Ondertussen lijk ik met mijn overtuiging toch een beetje in niemandsland verzeild te zijn geraakt. De argumentatie voor kinderdoop lijkt me bijbels gezien flinterdun. En in die kinderdoop lijkt me de link met het verbond tenminste ver gezocht. Maar dat is niet alles, want zowel protestanten als evangelischen lijken dat symbool als gebeuren toch wel erg serieus te nemen. Dat spel met God (vanuit de ethymologie van het Griekse symbalein dat samen samenwerpen of samenballen betekent) is ook serieus, maar niet zo werkelijk als sommige protestanten, evangelischen of room-katholieken (met hun transsubstantiatie in de eucharistie) lijken te denken. De doop is als symbool niet een teken dat God werkelijk ingrijpt in onze werkelijkheid (alsof hij de hand van de doper letterlijk beet zou nemen en door de doper heen de doop aan de gedoopte zou voltrekken). Toch komt met het symbool wel de betekenis mee; volledig en overweldigend. En op die manier gaat het in de doop om een huiveringwekkende werkelijkheid die mensen af kan schrikken. Precies dit (dat wij door de dood heen gereinigd zullen opstaan en leven; zoals Jezus ging) is de Joden een ergernis en de Grieken een dwaasheid (zoals Paulus zegt). Maar werkelijk is het alleen voor degenen die gelovend in dat symbool deel kunnen nemen; op dat moment zelf of daarna. En pas daarmee is het een samenspel, waarin God en mens elkaar ontmoeten.
Alleen daarmee is de doop een uiterst serieus spel met gereinigde en levende winnaars. Want zoals Jezus overwon (het betekende) zo overwinnen wij door de doop (het symbool). Geloof het of niet.
Wout,
Dank voor je waardering en voor je verbazing. Ik reageer nog graag op wat je zegt.

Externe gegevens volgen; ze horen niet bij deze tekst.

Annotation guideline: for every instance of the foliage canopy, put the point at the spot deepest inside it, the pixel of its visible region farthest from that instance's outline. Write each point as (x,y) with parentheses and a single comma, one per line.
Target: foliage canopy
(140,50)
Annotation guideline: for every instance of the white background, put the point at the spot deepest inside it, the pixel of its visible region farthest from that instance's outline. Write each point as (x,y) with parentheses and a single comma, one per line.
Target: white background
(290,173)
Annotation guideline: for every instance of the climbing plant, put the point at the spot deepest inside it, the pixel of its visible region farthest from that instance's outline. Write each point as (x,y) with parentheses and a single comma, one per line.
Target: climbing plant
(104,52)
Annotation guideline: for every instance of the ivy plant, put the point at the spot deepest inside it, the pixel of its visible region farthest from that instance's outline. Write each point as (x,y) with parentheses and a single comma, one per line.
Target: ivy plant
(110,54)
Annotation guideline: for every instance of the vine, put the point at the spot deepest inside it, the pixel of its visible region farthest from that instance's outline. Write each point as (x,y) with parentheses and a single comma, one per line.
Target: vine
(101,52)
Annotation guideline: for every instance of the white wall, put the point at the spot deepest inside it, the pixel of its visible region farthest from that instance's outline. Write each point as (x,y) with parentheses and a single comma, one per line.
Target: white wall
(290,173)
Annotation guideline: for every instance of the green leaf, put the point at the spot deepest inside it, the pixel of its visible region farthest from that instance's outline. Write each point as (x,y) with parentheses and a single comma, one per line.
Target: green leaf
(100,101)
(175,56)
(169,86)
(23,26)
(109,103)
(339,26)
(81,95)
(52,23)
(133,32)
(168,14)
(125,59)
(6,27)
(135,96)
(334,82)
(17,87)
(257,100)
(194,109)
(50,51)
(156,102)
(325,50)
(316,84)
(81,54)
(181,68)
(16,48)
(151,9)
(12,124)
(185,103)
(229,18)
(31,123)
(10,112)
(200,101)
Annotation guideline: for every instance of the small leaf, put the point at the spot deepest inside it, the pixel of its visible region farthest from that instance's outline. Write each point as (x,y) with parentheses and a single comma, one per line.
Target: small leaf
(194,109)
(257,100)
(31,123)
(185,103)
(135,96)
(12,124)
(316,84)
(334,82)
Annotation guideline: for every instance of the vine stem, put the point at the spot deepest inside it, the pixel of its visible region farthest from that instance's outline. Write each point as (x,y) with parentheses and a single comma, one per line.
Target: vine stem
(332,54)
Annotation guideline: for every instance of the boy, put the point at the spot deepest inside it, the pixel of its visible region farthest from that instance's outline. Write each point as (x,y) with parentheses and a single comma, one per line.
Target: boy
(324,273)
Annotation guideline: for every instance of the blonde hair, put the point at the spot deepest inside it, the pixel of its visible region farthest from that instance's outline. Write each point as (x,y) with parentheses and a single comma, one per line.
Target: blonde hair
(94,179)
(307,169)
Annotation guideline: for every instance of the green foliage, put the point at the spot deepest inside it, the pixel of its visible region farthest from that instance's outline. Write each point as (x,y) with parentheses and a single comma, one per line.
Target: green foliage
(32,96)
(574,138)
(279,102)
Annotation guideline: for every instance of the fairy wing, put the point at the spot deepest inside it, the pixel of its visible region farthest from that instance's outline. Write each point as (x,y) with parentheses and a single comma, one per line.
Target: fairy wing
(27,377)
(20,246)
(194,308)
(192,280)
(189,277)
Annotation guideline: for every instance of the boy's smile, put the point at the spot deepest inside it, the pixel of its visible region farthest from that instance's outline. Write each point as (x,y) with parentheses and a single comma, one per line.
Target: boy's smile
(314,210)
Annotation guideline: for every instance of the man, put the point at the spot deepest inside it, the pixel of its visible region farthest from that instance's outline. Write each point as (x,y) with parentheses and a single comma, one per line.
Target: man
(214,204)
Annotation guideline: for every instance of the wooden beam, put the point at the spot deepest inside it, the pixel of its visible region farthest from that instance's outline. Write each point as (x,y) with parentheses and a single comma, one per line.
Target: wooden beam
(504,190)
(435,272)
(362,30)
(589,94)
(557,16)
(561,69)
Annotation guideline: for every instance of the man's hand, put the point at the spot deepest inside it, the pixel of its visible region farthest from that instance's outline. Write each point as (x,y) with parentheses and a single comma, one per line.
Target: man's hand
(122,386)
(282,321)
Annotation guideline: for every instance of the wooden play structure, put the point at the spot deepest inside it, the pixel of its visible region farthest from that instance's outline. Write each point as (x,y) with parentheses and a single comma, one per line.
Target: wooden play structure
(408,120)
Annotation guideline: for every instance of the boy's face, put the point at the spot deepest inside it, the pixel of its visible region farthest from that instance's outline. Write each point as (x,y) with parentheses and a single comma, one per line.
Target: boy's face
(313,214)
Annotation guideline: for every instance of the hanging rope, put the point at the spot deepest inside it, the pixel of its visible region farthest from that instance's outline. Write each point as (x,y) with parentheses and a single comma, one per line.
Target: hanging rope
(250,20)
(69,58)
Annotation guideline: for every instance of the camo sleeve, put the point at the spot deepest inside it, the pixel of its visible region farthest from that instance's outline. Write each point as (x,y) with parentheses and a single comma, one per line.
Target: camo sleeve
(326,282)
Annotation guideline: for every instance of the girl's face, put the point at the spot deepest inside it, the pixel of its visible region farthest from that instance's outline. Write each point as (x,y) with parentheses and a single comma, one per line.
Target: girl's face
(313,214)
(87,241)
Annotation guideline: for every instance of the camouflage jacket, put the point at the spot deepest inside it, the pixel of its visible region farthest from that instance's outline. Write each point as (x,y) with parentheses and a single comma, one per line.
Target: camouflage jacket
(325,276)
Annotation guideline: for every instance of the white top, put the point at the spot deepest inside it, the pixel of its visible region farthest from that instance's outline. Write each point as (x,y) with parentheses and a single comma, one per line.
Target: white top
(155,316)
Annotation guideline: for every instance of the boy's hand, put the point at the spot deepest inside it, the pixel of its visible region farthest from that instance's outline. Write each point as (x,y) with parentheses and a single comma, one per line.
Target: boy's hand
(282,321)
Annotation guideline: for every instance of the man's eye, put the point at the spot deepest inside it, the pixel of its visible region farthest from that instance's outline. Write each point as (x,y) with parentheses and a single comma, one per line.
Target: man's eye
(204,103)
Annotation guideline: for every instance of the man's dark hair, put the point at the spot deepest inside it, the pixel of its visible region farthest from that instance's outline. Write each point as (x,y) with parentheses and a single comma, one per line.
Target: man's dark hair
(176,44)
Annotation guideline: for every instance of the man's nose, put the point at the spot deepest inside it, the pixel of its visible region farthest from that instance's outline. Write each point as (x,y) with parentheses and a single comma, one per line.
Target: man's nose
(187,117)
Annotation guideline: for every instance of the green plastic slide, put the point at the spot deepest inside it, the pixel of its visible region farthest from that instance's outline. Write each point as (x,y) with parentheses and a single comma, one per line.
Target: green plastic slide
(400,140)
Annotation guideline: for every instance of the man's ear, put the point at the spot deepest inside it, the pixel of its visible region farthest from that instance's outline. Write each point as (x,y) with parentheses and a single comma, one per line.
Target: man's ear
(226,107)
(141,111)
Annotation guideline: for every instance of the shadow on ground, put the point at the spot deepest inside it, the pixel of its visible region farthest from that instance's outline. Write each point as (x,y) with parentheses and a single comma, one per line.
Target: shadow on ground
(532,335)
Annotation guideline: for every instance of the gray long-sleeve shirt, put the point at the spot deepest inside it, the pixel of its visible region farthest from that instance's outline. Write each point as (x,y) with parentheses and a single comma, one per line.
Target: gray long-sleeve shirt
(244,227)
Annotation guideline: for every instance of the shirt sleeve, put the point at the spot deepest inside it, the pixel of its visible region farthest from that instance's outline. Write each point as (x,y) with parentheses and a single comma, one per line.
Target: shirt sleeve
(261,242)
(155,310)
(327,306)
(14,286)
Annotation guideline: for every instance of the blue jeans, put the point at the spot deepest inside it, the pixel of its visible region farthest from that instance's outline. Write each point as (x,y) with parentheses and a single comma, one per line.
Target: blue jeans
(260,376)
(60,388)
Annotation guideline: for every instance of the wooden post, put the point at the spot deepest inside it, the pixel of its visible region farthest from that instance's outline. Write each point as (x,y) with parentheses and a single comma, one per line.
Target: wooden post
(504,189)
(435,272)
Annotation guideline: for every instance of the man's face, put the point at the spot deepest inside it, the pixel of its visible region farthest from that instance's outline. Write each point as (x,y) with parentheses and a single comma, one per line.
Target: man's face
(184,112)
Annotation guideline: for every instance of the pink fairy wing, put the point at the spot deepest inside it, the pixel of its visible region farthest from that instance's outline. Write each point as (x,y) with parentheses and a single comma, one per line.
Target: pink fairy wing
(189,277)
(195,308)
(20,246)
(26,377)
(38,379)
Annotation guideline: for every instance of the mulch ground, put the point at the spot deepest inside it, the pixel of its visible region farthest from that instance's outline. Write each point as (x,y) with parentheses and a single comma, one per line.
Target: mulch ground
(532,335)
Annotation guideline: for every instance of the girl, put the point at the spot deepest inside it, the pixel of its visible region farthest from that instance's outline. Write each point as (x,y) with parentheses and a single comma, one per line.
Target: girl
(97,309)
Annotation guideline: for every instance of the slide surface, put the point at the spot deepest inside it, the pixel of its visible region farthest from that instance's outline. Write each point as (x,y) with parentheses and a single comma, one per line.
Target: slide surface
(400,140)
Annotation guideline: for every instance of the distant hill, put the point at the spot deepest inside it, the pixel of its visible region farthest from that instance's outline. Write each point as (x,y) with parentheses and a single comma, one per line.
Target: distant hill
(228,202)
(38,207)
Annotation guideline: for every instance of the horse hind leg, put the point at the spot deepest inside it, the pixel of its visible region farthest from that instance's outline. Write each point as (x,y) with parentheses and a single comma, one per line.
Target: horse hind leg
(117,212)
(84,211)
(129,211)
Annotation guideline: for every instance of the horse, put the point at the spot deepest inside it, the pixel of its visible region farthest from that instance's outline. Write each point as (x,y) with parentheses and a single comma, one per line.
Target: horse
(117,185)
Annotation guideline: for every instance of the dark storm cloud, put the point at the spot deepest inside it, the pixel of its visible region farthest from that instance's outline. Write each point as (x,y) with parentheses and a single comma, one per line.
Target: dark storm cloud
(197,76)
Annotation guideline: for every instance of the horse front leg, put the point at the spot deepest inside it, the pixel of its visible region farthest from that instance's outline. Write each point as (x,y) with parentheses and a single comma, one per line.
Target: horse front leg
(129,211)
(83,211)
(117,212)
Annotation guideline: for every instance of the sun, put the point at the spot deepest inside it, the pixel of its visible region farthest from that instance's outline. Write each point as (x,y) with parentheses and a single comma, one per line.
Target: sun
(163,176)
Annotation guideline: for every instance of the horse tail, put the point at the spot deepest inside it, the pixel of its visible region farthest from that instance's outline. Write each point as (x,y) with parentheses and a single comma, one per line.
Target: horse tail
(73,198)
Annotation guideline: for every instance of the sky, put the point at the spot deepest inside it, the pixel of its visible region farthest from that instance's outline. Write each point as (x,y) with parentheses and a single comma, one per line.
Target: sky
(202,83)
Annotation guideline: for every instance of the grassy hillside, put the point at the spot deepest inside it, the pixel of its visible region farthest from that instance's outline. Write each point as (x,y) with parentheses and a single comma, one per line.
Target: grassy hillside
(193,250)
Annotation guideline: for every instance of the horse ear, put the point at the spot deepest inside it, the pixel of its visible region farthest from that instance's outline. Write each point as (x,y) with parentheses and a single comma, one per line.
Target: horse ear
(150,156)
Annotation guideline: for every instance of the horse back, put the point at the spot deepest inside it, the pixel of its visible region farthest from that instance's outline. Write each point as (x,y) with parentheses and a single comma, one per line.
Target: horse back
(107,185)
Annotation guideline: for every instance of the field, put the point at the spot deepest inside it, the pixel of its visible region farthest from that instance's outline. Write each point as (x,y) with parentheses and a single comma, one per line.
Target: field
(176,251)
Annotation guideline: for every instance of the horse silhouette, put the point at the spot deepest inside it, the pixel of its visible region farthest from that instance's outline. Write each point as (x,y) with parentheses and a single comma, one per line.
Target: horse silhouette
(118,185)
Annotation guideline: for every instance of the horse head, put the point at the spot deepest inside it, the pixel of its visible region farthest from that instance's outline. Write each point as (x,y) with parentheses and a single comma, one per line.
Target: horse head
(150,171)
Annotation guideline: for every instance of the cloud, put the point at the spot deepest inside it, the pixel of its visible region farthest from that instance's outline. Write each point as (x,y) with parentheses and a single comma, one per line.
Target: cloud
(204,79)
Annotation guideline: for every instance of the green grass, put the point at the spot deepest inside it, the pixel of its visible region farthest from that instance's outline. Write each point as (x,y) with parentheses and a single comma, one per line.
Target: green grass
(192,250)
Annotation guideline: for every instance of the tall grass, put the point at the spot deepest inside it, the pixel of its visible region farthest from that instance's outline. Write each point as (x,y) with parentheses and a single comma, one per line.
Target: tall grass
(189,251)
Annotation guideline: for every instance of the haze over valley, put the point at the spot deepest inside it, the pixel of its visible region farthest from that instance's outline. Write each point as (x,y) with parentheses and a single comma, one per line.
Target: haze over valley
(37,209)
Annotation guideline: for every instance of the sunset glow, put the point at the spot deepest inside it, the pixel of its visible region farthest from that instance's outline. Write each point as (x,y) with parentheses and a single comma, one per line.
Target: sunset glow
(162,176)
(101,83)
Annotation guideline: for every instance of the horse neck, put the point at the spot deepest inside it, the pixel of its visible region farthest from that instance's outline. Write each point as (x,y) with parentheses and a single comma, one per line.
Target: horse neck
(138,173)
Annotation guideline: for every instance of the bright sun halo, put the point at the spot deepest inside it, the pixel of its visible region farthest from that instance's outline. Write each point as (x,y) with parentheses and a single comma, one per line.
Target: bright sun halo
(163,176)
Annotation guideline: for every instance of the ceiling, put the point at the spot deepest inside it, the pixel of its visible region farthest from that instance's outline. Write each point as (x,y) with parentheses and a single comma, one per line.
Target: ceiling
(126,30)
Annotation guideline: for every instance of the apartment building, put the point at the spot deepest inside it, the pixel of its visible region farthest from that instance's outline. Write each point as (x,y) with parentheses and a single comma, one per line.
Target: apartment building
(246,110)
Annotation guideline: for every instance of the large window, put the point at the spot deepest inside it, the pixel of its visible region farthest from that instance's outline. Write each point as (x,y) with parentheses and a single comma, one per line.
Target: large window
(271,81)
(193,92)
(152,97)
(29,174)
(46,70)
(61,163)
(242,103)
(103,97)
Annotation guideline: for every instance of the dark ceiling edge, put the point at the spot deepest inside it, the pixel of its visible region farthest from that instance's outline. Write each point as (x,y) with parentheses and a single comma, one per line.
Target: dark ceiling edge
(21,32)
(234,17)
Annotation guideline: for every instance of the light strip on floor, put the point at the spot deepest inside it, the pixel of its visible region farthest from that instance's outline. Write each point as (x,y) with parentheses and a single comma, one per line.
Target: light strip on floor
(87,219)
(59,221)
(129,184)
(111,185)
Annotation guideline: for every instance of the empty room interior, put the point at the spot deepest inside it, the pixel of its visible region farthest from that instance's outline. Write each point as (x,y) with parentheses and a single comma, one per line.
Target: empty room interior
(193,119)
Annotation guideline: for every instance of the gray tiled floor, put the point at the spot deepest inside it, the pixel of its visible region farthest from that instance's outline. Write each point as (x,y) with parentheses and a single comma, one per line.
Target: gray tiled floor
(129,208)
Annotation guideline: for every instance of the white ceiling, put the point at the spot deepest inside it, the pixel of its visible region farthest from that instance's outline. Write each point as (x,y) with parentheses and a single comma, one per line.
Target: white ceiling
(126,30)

Ik ben in een traditionele kerk opgegroeid, mijn ouders betwijfel(d)en de leer aldaar niet en zij hebben mij dus als kind gedoopt. Ik betwijfelde die leer wel, maar was – toen mijn kinderen werden geboren – nog niet zover dat ik twijfelde aan de waarde van de kinderdoop. Mijn vraag was dus nu in eerste instantie niet: moet ik mijn kinderen laten dopen, maar laat ik mij wel of niet opnieuw dopen. Die vraag heb ik beantwoord: als ik mijn (kinder-) doop nu gedenk, ontmoet God mij daarin en we benadrukken dat bij ons thuis door voor elk kind en voor onszelf op onze doopdata een doopkaars te branden en het al jaren samen te hebben over de overgebleven pijlers van de doop: reiniging en door de dood naar het leven. Ik besef nu dat die pijler van het verbond in ons gezin al jaren geleden weggevallen was.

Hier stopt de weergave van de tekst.